Who Should Download This and Who Should Start Elsewhere
Lucky Town works best as the second chapter in an ongoing relationship with Simon and Vic rather than as a series entry point for new readers. The emotional payoff of watching Vic navigate his family and his history while Simon negotiates ghosts and new-relationship anxiety depends substantially on knowing who these people are from the first book and what it cost them to get to where they are at the start of this one. Listeners who enjoy holiday-set paranormal mysteries with gay protagonists and a relationship-forward structure will find this exactly what they came for within its runtime. Kale Williams’s narration is consistently praised across the Badlands series, and his performance here is warm and specific enough to carry the shorter format without it feeling slight. For new readers, beginning with Badlands book one and arriving at Lucky Town with full context will make these three hours considerably richer than approaching them without that foundation.
Frequently Asked Questions
Is Lucky Town a full-length novel or a novella, and does that affect the mystery’s depth?

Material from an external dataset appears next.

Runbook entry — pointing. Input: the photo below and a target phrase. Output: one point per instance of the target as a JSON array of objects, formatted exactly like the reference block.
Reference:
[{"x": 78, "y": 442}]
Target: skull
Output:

It is a novella, running just over three hours in audio. The mystery is satisfyingly resolved within that runtime, but the investigation is more compressed than a full-length series entry would be. The relationship and holiday atmosphere get proportionally more space, which suits listeners primarily invested in Simon and Vic as characters.

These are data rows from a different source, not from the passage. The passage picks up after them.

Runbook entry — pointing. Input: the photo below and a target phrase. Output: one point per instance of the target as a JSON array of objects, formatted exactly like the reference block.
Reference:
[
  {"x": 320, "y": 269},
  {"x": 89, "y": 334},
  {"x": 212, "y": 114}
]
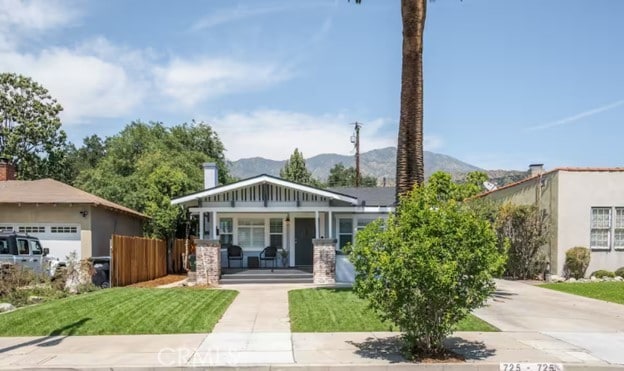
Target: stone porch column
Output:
[
  {"x": 324, "y": 261},
  {"x": 208, "y": 262}
]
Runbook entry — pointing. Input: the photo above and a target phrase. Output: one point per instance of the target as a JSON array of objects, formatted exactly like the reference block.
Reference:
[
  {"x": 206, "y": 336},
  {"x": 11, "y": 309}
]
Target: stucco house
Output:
[
  {"x": 268, "y": 211},
  {"x": 585, "y": 207},
  {"x": 64, "y": 218}
]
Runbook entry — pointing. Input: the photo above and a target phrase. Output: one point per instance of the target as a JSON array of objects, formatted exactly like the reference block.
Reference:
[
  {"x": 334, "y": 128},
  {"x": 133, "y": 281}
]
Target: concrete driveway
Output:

Do I need to have listened to Badlands before starting Lucky Town?
Strongly recommended. Lucky Town assumes familiarity with Simon’s psychic abilities, his relationship with Vic, and the Myrtle Beach setting established in the first book. The emotional stakes of the Pittsburgh family visit and the ex-boyfriend subplot land considerably harder with that prior context firmly in place.
How does Kale Williams handle the paranormal investigation scenes alongside the holiday relationship dynamics?
Williams maintains a consistent naturalistic register across both types of scene, which suits the series’ tone. He does not overplay the ghostly encounters or the holiday warmth, letting the material do the work. Reviewers consistently praise his narration across the full Badlands series.
Is the folk-horror Christmas element in Lucky Town developed fully, or is it mainly a plot mechanism?
It functions as more than a simple plot device but receives less development than it might in a full-length novel. The folk-horror legend provides the supernatural investigation with a distinctive texture that lifts it above generic ghost story mechanics, though at novella length it does not receive the space a longer format would allow.